When I woke up this morning, I couldn’t feel my hands. They were numb and stiff -- the way your foot feels when it’s gone to sleep after you’ve sat on it for a long time. Except I’d slept flat on my back and not on my hands. I tried to wiggle them and after a few seconds, I was able to get a tingly sensation in the fingers, then the rest of the hands and finally, the tingling and numbness went away and my hands felt normal again. Maybe this is the neuropathy that chemo sometimes causes. But why’s it happening now, months after the chemo stopped?
Later on in the day, I began to feel sharp pains on the right side of my chest, deep inside, toward the back. I’m guessing it has to do with the radiation I got on that side. I wonder how long these side-effects last.
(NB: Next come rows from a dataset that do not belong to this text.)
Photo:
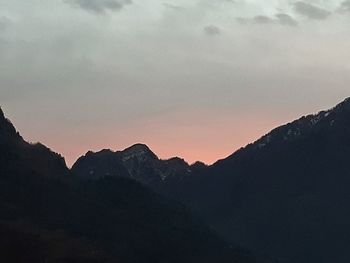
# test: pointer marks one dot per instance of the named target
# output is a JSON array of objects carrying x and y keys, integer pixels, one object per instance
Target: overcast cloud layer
[{"x": 196, "y": 78}]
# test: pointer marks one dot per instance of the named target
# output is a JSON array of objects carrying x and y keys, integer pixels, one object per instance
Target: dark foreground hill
[
  {"x": 287, "y": 194},
  {"x": 47, "y": 215}
]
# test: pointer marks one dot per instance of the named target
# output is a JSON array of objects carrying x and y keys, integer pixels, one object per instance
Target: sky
[{"x": 191, "y": 78}]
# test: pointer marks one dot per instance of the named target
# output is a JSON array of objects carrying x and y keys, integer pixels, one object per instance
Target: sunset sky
[{"x": 190, "y": 78}]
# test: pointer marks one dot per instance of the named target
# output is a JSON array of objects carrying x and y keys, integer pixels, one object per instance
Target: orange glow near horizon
[{"x": 195, "y": 138}]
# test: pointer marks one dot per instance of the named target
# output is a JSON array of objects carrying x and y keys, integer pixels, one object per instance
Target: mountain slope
[
  {"x": 287, "y": 193},
  {"x": 137, "y": 162}
]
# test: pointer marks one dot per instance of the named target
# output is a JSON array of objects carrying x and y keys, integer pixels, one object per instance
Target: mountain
[
  {"x": 286, "y": 194},
  {"x": 137, "y": 162},
  {"x": 49, "y": 215}
]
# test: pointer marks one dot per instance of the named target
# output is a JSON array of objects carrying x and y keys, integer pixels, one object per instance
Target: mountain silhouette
[
  {"x": 50, "y": 215},
  {"x": 287, "y": 194}
]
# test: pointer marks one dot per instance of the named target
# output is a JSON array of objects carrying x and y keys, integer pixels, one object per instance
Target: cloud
[
  {"x": 311, "y": 11},
  {"x": 280, "y": 19},
  {"x": 344, "y": 7},
  {"x": 4, "y": 22},
  {"x": 212, "y": 30},
  {"x": 171, "y": 6},
  {"x": 99, "y": 6}
]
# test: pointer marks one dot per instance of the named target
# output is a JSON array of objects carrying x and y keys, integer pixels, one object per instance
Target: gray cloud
[
  {"x": 281, "y": 19},
  {"x": 311, "y": 11},
  {"x": 99, "y": 6},
  {"x": 262, "y": 20},
  {"x": 212, "y": 30},
  {"x": 344, "y": 7}
]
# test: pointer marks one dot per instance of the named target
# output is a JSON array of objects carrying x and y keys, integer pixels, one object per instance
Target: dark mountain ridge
[
  {"x": 286, "y": 194},
  {"x": 49, "y": 215}
]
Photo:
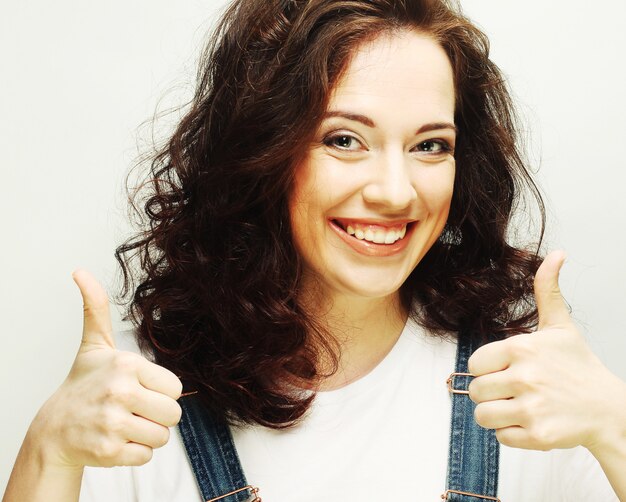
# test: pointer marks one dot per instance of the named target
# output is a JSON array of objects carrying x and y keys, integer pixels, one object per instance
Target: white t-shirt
[{"x": 383, "y": 437}]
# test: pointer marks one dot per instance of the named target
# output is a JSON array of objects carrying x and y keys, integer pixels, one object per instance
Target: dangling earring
[{"x": 451, "y": 236}]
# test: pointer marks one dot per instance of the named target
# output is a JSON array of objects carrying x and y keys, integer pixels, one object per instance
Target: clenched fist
[{"x": 115, "y": 407}]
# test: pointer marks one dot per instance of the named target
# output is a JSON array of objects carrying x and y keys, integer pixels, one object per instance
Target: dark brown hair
[{"x": 215, "y": 298}]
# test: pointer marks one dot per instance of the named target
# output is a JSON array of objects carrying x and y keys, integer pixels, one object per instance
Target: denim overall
[{"x": 472, "y": 462}]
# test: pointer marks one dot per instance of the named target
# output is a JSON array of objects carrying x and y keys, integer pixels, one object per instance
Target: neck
[{"x": 365, "y": 330}]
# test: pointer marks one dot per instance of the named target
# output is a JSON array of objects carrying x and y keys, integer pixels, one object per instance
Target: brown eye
[
  {"x": 343, "y": 142},
  {"x": 433, "y": 146}
]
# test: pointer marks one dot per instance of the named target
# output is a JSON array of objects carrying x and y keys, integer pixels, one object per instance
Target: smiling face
[{"x": 374, "y": 192}]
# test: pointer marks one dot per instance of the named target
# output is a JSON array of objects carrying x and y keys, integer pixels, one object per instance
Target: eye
[
  {"x": 433, "y": 146},
  {"x": 343, "y": 142}
]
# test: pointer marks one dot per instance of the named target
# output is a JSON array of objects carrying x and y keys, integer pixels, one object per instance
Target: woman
[{"x": 327, "y": 222}]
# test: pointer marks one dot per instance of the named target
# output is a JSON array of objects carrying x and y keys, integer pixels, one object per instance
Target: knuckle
[
  {"x": 480, "y": 415},
  {"x": 163, "y": 437},
  {"x": 474, "y": 391},
  {"x": 107, "y": 452},
  {"x": 145, "y": 456},
  {"x": 176, "y": 414},
  {"x": 119, "y": 393},
  {"x": 126, "y": 362},
  {"x": 522, "y": 347}
]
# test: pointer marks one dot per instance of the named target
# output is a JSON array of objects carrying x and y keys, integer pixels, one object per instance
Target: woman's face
[{"x": 373, "y": 195}]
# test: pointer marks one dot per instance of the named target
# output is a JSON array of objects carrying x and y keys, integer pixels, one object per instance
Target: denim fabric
[
  {"x": 474, "y": 455},
  {"x": 212, "y": 453}
]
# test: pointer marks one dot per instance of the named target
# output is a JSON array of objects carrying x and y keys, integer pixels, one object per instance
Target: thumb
[
  {"x": 97, "y": 328},
  {"x": 551, "y": 307}
]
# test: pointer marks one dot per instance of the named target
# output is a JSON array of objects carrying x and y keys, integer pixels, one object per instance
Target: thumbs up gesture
[
  {"x": 546, "y": 389},
  {"x": 114, "y": 407}
]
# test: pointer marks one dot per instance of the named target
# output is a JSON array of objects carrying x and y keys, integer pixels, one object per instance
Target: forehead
[{"x": 405, "y": 73}]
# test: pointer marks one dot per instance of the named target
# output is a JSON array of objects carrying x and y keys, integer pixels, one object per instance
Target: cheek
[{"x": 435, "y": 189}]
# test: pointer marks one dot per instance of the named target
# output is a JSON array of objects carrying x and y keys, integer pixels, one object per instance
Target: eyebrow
[{"x": 434, "y": 126}]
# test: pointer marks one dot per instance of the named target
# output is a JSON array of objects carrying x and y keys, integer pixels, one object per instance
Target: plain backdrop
[{"x": 77, "y": 79}]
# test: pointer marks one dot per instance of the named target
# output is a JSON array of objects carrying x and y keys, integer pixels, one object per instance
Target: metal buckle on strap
[
  {"x": 485, "y": 497},
  {"x": 253, "y": 493},
  {"x": 450, "y": 382}
]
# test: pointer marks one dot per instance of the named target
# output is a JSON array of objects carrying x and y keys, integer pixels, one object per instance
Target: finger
[
  {"x": 157, "y": 408},
  {"x": 145, "y": 432},
  {"x": 491, "y": 387},
  {"x": 159, "y": 379},
  {"x": 518, "y": 437},
  {"x": 497, "y": 414},
  {"x": 490, "y": 358},
  {"x": 551, "y": 307},
  {"x": 97, "y": 328}
]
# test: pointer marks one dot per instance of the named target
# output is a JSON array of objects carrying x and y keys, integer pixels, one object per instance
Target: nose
[{"x": 390, "y": 187}]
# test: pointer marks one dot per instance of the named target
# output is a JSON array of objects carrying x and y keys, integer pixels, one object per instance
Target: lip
[{"x": 371, "y": 248}]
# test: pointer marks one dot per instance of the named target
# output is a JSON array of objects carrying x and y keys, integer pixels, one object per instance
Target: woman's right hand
[{"x": 114, "y": 407}]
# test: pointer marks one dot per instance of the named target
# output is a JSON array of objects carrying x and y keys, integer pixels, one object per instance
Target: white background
[{"x": 77, "y": 79}]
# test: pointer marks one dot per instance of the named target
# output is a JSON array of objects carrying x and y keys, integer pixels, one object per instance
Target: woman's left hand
[{"x": 546, "y": 389}]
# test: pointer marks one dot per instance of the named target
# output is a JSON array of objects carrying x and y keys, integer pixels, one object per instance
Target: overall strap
[
  {"x": 211, "y": 451},
  {"x": 474, "y": 454}
]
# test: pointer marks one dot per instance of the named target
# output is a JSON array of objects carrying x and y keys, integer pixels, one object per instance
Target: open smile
[{"x": 373, "y": 238}]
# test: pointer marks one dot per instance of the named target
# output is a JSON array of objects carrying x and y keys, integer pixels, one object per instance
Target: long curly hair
[{"x": 213, "y": 267}]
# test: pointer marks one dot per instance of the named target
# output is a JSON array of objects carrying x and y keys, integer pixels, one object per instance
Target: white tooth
[{"x": 379, "y": 237}]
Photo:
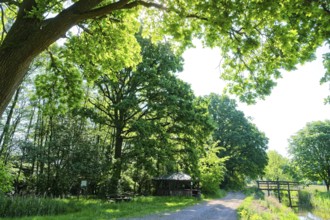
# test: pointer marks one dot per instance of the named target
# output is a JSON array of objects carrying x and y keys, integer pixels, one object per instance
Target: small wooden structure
[
  {"x": 175, "y": 184},
  {"x": 279, "y": 186}
]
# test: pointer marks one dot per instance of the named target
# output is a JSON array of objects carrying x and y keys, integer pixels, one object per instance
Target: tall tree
[
  {"x": 311, "y": 152},
  {"x": 277, "y": 167},
  {"x": 257, "y": 38},
  {"x": 148, "y": 108},
  {"x": 243, "y": 143}
]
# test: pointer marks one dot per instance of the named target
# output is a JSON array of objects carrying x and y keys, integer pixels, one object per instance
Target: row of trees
[
  {"x": 310, "y": 156},
  {"x": 256, "y": 38},
  {"x": 124, "y": 127}
]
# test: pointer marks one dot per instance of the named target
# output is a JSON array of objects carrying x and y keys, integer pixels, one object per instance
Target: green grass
[
  {"x": 258, "y": 207},
  {"x": 315, "y": 199},
  {"x": 96, "y": 209},
  {"x": 220, "y": 194}
]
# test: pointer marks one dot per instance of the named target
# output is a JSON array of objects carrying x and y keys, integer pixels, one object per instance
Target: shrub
[{"x": 31, "y": 206}]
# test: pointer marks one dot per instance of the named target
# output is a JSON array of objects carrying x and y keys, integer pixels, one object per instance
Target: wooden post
[
  {"x": 268, "y": 188},
  {"x": 278, "y": 191},
  {"x": 289, "y": 194}
]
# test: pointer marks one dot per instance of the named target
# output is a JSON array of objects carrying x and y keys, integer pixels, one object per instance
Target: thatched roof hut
[{"x": 175, "y": 184}]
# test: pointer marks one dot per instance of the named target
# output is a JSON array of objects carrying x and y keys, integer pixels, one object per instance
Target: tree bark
[
  {"x": 28, "y": 37},
  {"x": 5, "y": 135}
]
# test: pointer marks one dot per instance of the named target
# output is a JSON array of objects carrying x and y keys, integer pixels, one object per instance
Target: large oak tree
[
  {"x": 310, "y": 149},
  {"x": 257, "y": 38}
]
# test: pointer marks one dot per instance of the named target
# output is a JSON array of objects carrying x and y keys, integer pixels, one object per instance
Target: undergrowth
[{"x": 258, "y": 207}]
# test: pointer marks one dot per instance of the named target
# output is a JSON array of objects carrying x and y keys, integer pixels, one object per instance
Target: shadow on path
[{"x": 218, "y": 209}]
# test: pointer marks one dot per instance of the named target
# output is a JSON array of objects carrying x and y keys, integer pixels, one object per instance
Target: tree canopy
[
  {"x": 244, "y": 145},
  {"x": 257, "y": 38},
  {"x": 311, "y": 152}
]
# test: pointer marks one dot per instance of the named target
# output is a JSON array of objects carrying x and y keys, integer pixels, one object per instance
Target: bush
[
  {"x": 6, "y": 178},
  {"x": 31, "y": 206}
]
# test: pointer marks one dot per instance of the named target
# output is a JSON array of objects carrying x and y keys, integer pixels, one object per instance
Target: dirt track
[{"x": 218, "y": 209}]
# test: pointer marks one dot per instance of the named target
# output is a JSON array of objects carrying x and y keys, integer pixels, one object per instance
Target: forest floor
[{"x": 216, "y": 209}]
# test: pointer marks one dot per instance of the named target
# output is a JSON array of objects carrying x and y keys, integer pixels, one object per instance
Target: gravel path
[{"x": 218, "y": 209}]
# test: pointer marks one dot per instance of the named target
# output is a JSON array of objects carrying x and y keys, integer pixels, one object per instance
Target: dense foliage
[
  {"x": 311, "y": 152},
  {"x": 257, "y": 38},
  {"x": 244, "y": 145},
  {"x": 281, "y": 168},
  {"x": 132, "y": 124}
]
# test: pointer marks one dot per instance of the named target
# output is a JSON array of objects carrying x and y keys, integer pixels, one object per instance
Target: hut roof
[{"x": 175, "y": 176}]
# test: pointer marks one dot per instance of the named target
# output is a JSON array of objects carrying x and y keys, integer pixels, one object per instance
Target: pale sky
[{"x": 297, "y": 99}]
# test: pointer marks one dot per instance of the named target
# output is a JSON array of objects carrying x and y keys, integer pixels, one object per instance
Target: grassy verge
[
  {"x": 96, "y": 209},
  {"x": 220, "y": 194},
  {"x": 315, "y": 199},
  {"x": 258, "y": 207}
]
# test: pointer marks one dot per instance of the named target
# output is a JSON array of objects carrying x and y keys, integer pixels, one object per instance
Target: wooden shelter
[{"x": 175, "y": 184}]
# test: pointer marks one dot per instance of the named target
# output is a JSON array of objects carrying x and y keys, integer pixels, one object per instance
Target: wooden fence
[{"x": 279, "y": 186}]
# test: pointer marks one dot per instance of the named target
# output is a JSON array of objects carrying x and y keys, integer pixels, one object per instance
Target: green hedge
[{"x": 32, "y": 206}]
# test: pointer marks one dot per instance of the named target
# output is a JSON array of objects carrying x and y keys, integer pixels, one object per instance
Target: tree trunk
[
  {"x": 5, "y": 135},
  {"x": 28, "y": 37},
  {"x": 114, "y": 181}
]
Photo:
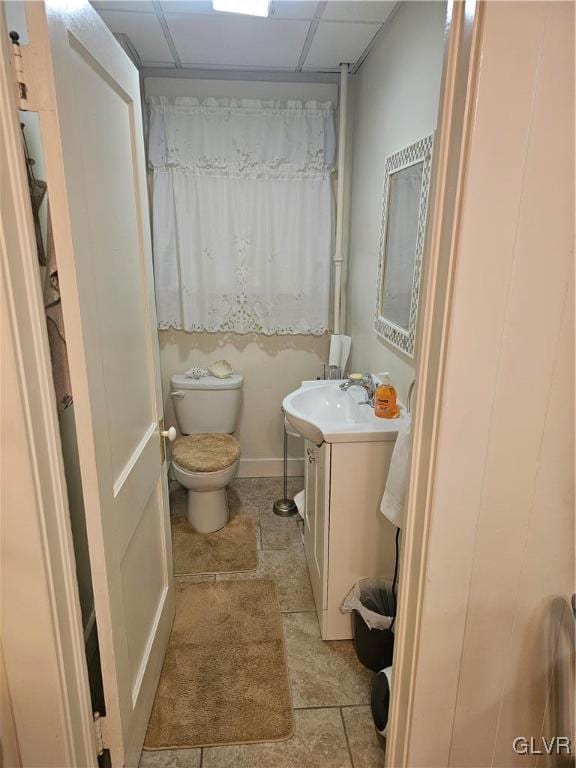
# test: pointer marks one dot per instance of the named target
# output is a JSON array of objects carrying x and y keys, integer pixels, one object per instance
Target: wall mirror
[{"x": 404, "y": 209}]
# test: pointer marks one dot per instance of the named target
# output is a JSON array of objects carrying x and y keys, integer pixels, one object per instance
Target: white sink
[{"x": 321, "y": 412}]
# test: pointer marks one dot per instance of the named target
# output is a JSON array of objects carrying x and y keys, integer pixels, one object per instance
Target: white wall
[
  {"x": 272, "y": 365},
  {"x": 16, "y": 20},
  {"x": 396, "y": 99},
  {"x": 495, "y": 651}
]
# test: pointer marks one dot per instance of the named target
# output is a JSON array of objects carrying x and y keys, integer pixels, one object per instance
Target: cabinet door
[{"x": 316, "y": 519}]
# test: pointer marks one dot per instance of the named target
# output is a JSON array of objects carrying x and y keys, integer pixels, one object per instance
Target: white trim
[
  {"x": 263, "y": 74},
  {"x": 62, "y": 679}
]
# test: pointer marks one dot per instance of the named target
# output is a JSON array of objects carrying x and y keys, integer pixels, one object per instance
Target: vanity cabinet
[{"x": 346, "y": 538}]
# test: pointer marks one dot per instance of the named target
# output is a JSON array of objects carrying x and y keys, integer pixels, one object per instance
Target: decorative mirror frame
[{"x": 420, "y": 151}]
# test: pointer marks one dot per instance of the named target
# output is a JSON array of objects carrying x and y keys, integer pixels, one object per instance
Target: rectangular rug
[
  {"x": 225, "y": 677},
  {"x": 229, "y": 550}
]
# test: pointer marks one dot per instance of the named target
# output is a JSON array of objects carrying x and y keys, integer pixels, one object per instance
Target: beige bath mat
[
  {"x": 224, "y": 679},
  {"x": 231, "y": 549}
]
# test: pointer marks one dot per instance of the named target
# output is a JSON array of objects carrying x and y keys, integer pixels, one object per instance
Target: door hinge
[
  {"x": 162, "y": 444},
  {"x": 21, "y": 88},
  {"x": 33, "y": 89},
  {"x": 99, "y": 724}
]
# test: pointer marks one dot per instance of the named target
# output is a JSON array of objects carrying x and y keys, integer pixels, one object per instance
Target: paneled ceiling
[{"x": 298, "y": 35}]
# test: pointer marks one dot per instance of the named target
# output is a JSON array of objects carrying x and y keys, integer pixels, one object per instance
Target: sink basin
[{"x": 321, "y": 412}]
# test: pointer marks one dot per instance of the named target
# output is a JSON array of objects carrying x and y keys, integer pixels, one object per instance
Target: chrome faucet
[{"x": 366, "y": 382}]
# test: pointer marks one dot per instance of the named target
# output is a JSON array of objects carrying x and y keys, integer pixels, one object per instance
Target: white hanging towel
[
  {"x": 339, "y": 350},
  {"x": 392, "y": 504}
]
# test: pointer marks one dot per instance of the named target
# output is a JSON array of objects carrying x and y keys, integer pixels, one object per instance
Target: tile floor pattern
[{"x": 330, "y": 688}]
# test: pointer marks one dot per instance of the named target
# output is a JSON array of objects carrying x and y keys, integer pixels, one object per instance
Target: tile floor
[{"x": 330, "y": 688}]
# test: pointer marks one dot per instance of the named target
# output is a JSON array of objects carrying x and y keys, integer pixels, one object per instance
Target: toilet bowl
[
  {"x": 207, "y": 507},
  {"x": 207, "y": 456}
]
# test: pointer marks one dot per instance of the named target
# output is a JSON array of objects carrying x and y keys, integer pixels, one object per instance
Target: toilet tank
[{"x": 207, "y": 404}]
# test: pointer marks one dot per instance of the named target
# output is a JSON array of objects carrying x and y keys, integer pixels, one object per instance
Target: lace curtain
[{"x": 242, "y": 214}]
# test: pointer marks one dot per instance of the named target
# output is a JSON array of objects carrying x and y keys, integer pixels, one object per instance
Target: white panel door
[{"x": 88, "y": 96}]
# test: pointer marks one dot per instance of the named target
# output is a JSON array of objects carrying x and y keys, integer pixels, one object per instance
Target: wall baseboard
[{"x": 270, "y": 467}]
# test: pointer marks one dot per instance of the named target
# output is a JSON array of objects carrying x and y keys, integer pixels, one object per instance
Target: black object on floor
[
  {"x": 380, "y": 700},
  {"x": 374, "y": 647}
]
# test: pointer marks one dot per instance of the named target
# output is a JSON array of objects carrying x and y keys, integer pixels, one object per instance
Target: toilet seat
[{"x": 205, "y": 452}]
I suppose I should call my oncologist and tell her about these symptoms, but I keep getting these little quirky things from time to time and I can’t get into a panic each time it happens. But what if the cancer has spread to the lungs? I’m trying to remember whether I’ve had a chest X-ray recently to check the lungs and my chemo brain can’t even remember that.
It’s funny how I go from being super careful about every little thing that might be wrong in my body to just waving it away as another false alarm. I guess this is what living with cancer is about -- some days you have cancer and really feel it in your life, and other days, you just can’t be bothered even thinking about it.